Lasater stared at the fire and offered no explanation, so Ragland continued: “You goin’ back to it when we’re done?”
“I sure ain’t plannin’ to,” Lasater said, and Jim Lloyd, sitting near him as he said these words, saw the strange look on his face, as if the older cowboy knew that no man was complete master of his fate, and that sometimes a man found himself caught up in the robbing of a bank when that had not been his intention at all.
It now became difficult to find potable water, for the Pecos became loaded with alkali, and the water holes, which were frequent in the area, could not be used, because they were passing through land claimed by John Chisum, greatest cattle baron in the west. He was so determined to hold on to what he had grabbed that he designated a few holes for the use of his own cattle and directed his men to salt the others.
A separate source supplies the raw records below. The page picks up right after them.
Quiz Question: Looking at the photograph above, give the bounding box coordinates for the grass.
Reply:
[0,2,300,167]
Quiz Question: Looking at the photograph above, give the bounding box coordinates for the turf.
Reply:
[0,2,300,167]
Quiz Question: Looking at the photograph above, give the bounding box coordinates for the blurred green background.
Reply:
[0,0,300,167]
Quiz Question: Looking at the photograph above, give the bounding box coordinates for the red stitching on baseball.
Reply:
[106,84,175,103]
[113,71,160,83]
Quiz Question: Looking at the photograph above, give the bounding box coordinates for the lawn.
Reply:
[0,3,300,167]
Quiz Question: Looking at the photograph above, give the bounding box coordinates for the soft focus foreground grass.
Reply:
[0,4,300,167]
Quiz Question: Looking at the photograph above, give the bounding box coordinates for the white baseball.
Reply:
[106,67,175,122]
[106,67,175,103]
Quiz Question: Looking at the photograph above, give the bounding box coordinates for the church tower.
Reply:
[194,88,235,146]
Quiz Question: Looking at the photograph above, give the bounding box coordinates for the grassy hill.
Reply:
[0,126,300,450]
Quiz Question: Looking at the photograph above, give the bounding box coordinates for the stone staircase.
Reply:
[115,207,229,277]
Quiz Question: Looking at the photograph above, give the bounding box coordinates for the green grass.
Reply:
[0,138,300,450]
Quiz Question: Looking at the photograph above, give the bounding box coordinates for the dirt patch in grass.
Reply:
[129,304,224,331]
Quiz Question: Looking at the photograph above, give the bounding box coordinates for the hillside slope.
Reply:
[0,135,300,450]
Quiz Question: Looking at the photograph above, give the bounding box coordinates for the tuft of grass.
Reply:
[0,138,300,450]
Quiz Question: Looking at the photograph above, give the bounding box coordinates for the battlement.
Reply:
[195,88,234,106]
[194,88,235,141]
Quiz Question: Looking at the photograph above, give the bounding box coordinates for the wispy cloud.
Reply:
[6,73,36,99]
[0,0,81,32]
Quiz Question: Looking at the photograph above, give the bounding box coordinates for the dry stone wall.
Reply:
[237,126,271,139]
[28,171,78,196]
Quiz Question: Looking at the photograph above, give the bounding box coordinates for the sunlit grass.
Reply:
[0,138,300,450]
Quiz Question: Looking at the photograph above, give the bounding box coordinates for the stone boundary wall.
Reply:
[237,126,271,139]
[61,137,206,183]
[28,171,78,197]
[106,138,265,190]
Some years ago Chisum had accomplished in New Mexico what Seccombe was trying to do in Colorado: by purchasing six hundred strategic acres with water he had established his iron rule over another six million. He considered all this land his and was ready to shoot anyone who dared trespass upon it with intention of staying. His own land would support at best twenty cows; he ran upward of forty thousand on land that rightfully belonged to the general public, but if one of that public tried to build a cabin anywhere on the vast reaches, or tried to water his cattle at a Chisum well, he faced the barrel of a gun.
“We’re now on John Chisum land,” Poteet warned the men as they moved north. The range, farther than a man could see in ten days of travel, was Chisum’s because he said so. Scores of good men would die before this unique theory of land ownership could be successfully challenged.
After the cowboys had learned to grapple with this problem of no drinkable water in the Pecos and none in John Chisum’s wells, they were confronted with another trying situation. For some time the older hands had noticed that two or three of the cows were growing distressingly fat, and one morning they woke to find that one of them had thrown a calf. They looked at Jim.
When Mr. Poteet heard of the matter he said, “Well, Jim. The drag takes care of the calves. That’s the rule.”
 
; “How?” Jim asked.
“You kill ’em.”
“I what?” Jim asked, his face turning white.
“Tell him, Nate,” and Person took Jim and Coker aside and said, “Every outfit that trails cows has this problem. Calves. They can’t possibly keep up. You’d lose cow and calf.” He shook his head and told the drags, “It’s your job to kill ’em.”
“But how?’ Jim pleaded.
“Some shoots ’em. Some bangs ’em over the head with a club.”
“But I ... Before the boy could speak Person left, taking Coker with him.
Jim went to where the cow was suckling her newborn, and one look at the white snout and the eager lips of the calf as it found the teat undid Jim completely for his task. He touched his revolver but could not take it from his holster. He looked about for a club and was gratified when he found none. Finally, in despair, he lifted the calf and took it from its protecting mother, who followed him almost to the camp.
“I can’t kill a calf, Mr. Poteet. I raise ’em.”